Do you feel extremely self-conscious or shy in any social situation? Do you avoid situations that involve mingling or speaking with other people? Do you find it hard to speak up your mind? Chances are, yours is not a simple case of shyness—rather, it is a condition known as social anxiety. Every year, about 3.7% of the US adult population or five million Americans have this condition.
What is social anxiety?
Social anxiety, also called social phobia, is an intense feeling of self-consciousness and shyness that lead to an extreme fear, causing a person to feel discomfort when dealing with people. But these people have no qualms about communicating with their family and close friends.
What are the signs of being socially anxious?
Severe shyness sets in when they have to speak in public, join a group discussion, talk to strangers, or meet new people. It is because they feel awkward doing so and fear getting embarrassed. Aside from that, they fear being noticed, laughed at, or criticized by others. They don’t like to be the center of attention in a group setting. People who have social phobia usually avoid situations that force them to interact with others.

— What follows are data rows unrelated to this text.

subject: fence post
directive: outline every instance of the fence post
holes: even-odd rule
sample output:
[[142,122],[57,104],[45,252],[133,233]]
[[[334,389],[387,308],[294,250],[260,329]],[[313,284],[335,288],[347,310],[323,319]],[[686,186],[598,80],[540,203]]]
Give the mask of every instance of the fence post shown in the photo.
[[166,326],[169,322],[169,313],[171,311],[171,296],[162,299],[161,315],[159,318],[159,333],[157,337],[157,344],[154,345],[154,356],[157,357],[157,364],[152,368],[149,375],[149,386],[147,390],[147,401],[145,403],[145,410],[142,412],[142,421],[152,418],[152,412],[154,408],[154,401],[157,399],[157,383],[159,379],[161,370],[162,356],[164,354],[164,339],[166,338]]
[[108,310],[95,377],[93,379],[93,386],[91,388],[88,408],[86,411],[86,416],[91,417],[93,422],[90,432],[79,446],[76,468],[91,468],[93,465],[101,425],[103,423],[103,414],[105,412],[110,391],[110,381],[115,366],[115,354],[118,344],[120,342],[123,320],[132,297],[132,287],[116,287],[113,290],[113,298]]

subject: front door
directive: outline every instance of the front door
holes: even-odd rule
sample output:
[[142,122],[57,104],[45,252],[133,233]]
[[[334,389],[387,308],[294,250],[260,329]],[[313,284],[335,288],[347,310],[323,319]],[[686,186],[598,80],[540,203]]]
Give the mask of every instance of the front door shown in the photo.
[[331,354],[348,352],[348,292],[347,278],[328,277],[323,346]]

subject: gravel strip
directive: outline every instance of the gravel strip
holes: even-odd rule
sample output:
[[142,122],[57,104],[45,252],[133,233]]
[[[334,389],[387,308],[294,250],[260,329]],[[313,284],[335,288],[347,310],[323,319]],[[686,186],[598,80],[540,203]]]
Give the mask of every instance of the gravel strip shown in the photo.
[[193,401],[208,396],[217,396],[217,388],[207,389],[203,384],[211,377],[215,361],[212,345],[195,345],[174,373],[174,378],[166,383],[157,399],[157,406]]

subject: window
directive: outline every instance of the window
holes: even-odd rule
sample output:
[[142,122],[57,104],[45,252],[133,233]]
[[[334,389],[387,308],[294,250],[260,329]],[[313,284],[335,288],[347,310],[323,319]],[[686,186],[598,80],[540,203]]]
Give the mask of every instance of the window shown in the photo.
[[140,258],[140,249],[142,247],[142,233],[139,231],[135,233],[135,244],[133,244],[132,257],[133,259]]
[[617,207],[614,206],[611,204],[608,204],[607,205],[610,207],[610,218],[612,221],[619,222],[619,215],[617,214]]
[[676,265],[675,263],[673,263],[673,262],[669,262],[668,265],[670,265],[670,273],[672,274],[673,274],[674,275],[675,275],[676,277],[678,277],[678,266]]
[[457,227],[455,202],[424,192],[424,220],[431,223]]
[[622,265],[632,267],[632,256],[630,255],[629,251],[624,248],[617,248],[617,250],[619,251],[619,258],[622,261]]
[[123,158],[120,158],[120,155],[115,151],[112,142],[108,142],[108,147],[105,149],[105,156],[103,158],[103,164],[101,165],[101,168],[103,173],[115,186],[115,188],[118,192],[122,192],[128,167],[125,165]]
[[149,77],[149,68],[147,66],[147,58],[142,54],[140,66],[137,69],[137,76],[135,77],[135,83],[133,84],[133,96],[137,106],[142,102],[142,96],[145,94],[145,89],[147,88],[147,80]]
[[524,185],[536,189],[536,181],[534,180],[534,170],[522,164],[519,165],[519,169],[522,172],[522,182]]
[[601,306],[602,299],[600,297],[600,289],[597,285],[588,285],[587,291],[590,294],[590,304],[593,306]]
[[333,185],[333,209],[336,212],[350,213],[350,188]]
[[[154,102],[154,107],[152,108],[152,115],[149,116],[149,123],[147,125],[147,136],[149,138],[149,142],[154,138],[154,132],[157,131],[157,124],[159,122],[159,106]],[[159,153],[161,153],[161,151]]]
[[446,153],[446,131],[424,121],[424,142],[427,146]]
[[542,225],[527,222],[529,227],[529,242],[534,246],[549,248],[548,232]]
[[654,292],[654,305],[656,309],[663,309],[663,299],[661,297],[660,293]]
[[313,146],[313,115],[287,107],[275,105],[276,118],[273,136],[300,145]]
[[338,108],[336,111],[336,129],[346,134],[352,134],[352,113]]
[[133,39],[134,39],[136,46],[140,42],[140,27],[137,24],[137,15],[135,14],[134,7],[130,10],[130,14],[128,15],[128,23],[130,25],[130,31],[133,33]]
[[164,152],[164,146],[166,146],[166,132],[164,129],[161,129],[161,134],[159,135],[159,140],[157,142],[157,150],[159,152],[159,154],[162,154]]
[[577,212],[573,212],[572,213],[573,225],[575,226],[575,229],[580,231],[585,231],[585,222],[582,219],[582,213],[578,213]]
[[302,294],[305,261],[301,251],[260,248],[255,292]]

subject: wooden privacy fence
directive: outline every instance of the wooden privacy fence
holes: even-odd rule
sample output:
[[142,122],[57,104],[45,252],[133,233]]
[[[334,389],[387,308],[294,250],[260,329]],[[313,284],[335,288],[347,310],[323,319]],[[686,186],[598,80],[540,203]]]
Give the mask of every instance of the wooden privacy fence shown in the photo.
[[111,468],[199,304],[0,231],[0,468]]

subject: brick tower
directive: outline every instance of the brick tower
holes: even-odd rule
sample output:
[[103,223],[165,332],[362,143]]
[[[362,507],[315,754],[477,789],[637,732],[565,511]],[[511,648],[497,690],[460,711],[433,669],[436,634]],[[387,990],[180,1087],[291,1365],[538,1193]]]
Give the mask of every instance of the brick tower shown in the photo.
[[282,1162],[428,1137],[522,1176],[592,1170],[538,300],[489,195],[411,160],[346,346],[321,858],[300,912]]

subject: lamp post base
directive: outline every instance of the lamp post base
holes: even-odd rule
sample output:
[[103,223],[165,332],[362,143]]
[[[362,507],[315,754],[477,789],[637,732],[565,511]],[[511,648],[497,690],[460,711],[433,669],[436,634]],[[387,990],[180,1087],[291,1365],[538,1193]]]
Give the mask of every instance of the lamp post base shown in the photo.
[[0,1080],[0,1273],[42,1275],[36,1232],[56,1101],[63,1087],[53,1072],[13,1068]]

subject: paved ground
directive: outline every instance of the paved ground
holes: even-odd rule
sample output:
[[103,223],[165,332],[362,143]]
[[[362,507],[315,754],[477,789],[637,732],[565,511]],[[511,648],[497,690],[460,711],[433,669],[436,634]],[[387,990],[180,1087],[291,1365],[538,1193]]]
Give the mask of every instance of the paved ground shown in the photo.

As with other phobias, social anxiety phobia is a fearful response to a non-threatening person or situation. People who have social phobia react as though the threat does exist.
This condition becomes apparent with symptoms such as shortness of breath and palpitations. Such symptoms are a sign of the fight-or-flight response, which is a result of adrenaline rush and the release of other chemicals in the body that prepares it either to escape the situation or to fight. This is the response of the nervous system that alerts danger to people, so they can save themselves from the so-called threat. People with social phobia experience such responses too strongly, too often, and usually in situations in which it is out of place. That said, the threat seems real, so they react by freezing up and not being able to interact with other people.